1
votes

I am new to scala/spark world and have recently started working on a task where it reads some data, processes it and saves it on S3. I have read several topics/questions on stackoverflow regarding repartition/coalesce performance and optimal number of partitions (like this one). Assuming that I have the right number of paritions, my questions is, would it be a good idea to repartition a rdd while converting it to dataframe? Here is how my code looks like at the moment:

val dataRdd = dataDf.rdd.repartition(partitions)
      .map(x => ThreadedConcurrentContext.executeAsync(myFunction(x)))
      .mapPartitions( it => ThreadedConcurrentContext.awaitSliding(it = it, batchSize = asyncThreadsPerTask, timeout = Duration(3600000, "millis")))

val finalDf = dataRdd
      .filter(tpl => tpl._3 != "ERROR")
      .toDF()

Here is what I'm planning to do (repartition data after filter):

val finalDf = dataRdd
          .filter(tpl => tpl._3 != "ERROR")
          .repartition(partitions)
          .toDF()

My questions is, would it be a good idea to do so? is there a performance gain here?

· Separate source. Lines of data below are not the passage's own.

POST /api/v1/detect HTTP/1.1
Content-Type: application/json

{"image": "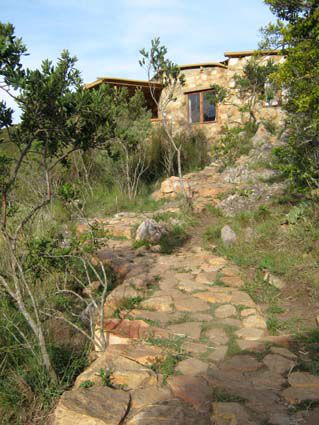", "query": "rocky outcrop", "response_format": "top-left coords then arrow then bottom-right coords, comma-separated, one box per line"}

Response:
153,123 -> 285,216
135,219 -> 166,244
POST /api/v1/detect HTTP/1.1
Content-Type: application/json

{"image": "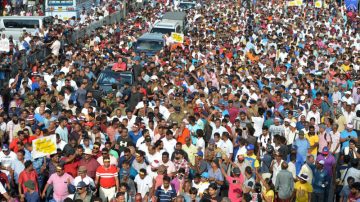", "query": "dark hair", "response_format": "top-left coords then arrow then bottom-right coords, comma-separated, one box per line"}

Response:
209,183 -> 218,190
163,175 -> 171,182
24,160 -> 32,169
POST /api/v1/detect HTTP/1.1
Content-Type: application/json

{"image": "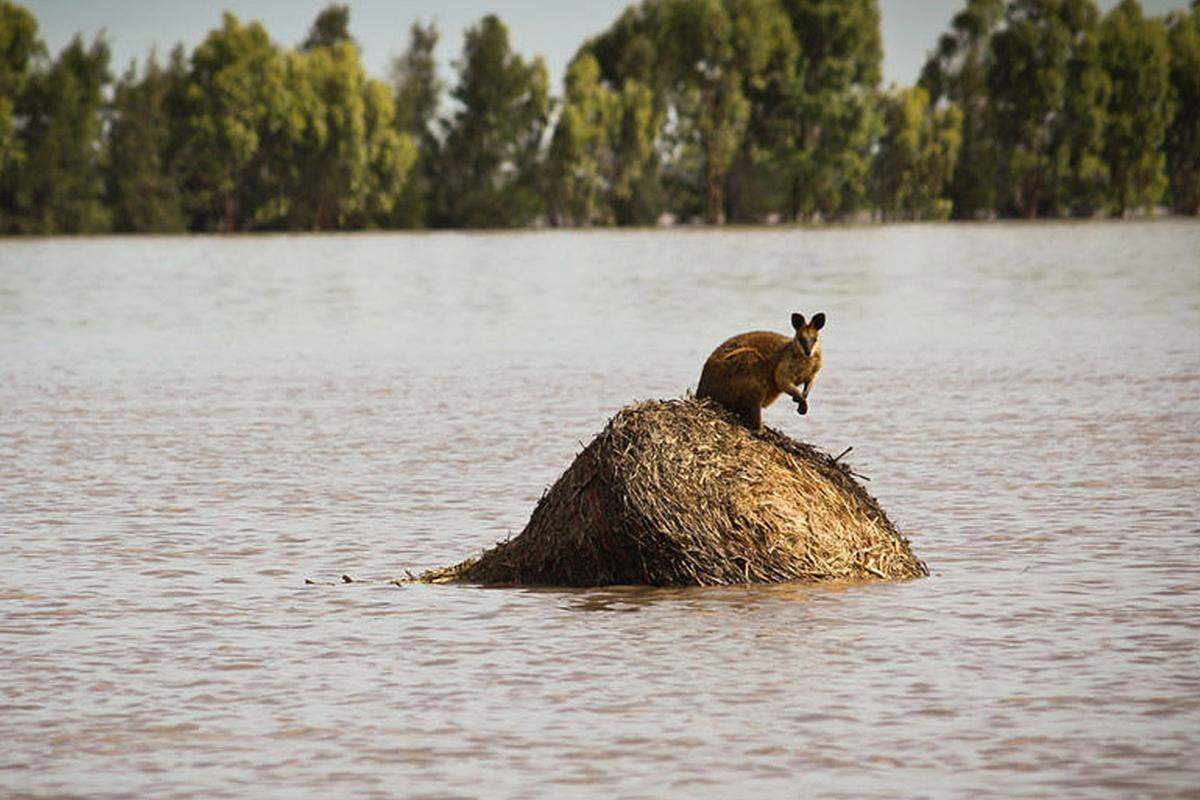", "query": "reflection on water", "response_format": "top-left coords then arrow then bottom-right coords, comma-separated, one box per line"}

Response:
0,222 -> 1200,798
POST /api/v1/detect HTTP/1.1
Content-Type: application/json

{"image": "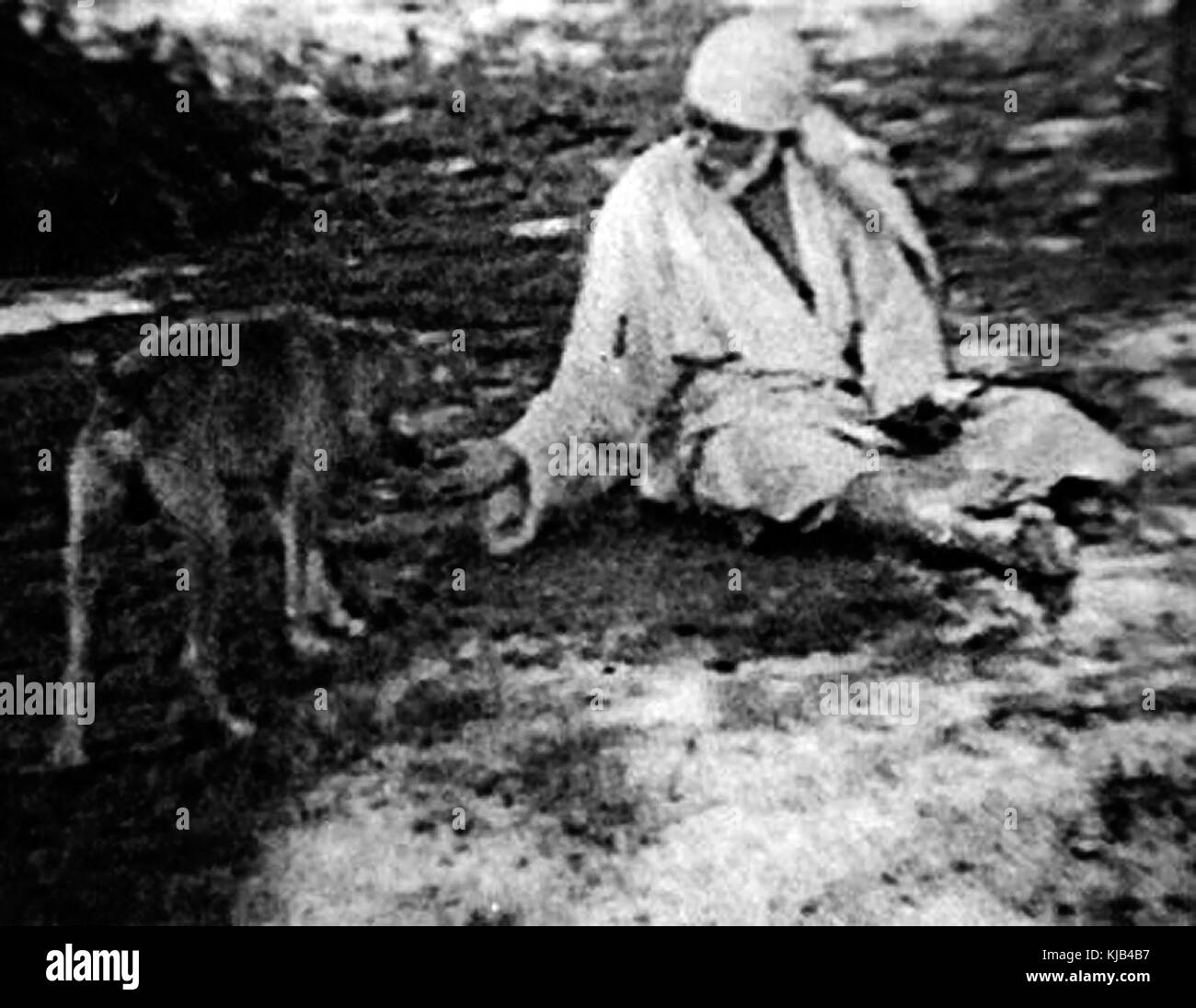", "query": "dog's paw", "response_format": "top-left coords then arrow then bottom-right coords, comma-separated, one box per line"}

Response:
287,626 -> 332,658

Note1: Filter usually removes 10% of original data.

Note2: Here is the first part of spark-submit command that I use to run the above code:

spark-submit --master yarn --deploy-mode client --num-executors 4 --executor-cores 4 --executor-memory 2G --driver-cores 4 --driver-memory 2G
1

1 Answers

0
votes

The answer to your problem depends on the size of your dataRdd, number of partitions, executor-cores and processing power of your HDFS cluster.

With this in mind, you should run some tests on your cluster with different values of partitions and removing repartition altogether to fine tune it and find an accurate answer.

Example - if you specify partitions=8 and executor-cores=4 then you will be fully utilizing all your cores, however if the size of your dataRdd is only 1GB, then there is no advantage in repartitioning because it triggers shuffle which incurs performance impact. In addition to that if the processing power of your HDFS cluster is low or it is under a heavy load then there is an additional performance overhead due to that.

If you do have sufficient resources available on your HDFS cluster and you have a big (say over 100GB) dataRDD then a repartition should help in improving performance with config values in the example above.